Carmel Police Chief Michael Johnson announces the cause of the May 1 fatal fire in Carmel at a press conference with Carmel Police and County Fire and Sheriff's investigators


Carmel Police Lt. Brian Karst said that Tommy Sullivan Jr. immediately was forthcoming with the information on the day of the fire that he had been smoking on the front porch of the house sometime between the hours of 8 p.m. and 10 p.m. the night before. The 9-1-1 call reporting the fire came in just minutes before 2 a.m. the next morning.

Fire Investigators determined that ash from a cigarette slowly had smoldered in the mulch around the home, eventually igniting 12-foot Evergreen trees close to the house and a plastic trellis that was attached to the side of the home.

Carmel Police Chief Michael Johnson said investigators believed the cause of the fire was accidental, that no foul play was involved, and tests conducted by the state fire investigative unit determined that no accelerants were found at the scene of the fire.

Lt. Karst said that police and fire investigators had met with relatives of the Sullivan family on Wednesday night to share the findings of their investigation, who would then pass on the news to Tommy, Jr.

While there were eight internally wired fire alarms in the home, all of which were believed to have battery back-ups, Lt. Karst said that Tommy Jr. said in interviews with investigators that he did not remember hearing the alarms, but that the traumatic circumstances he was in while fleeing the home could have been a factor in that.

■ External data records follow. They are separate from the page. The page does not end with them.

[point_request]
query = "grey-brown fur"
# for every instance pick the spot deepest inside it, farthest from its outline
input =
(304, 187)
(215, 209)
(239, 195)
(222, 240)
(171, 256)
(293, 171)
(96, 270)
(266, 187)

Carmel Police Chief Johnson said that in the days after the fatal fire, which took the lives of Thomas Sr., Donna, Meaghan and Mairead Sullivan, Carmel Building and Code Enforcer Michael Carnazza offered the other homeowners in the development in which the Sullivans lived to have their fire alarm systems tested.

On the day of the early morning fire, Carmel Fire Chief Robert Lipton said that the light construction of the home, in which press board was used, could have lent to the fire so quickly engulfing the home.

Capt. Dan Tompkins of the Putnam County Fire Investigators said that while the fire smoldered, recent extremely dry conditions paired with high winds that whipped up later that night, contributed to the fast-moving blaze.

When asked if the light-construction techniques used to build the home may have contributed, he said, “yes,” but noted that the Sullivan home was built in compliance with town code. It also was noted  the vinyl siding of the home was flammable.

Putnam County Executive MaryEllen Odell, who was a personal friend of the Sullivan family, attended the press conference.

After being asked if she would work to change building codes to deal with concerns about light construction when it came to house fires, County Executive Odell said that the county could only suggest changes but that changing building codes was under the authority of the individual municipality.

“It’s a national issue,” County Executive Odell said of light construction, noting that it is used contemporarily up and down the Eastern seaboard and extending across the country to the West Coast. “When you have a tragedy, what you do with it defines a community. Certainly we need to take this tragedy and make something positive come out of it.”

County Executive Odell said that Tommy Jr. would need the support of his family and the community and his faith to get him through this difficult time.

Chief Johnson also asked that the community keep Tommy Jr. in their thoughts and he asked everyone to have compassion and show support for the 20-year-old young man.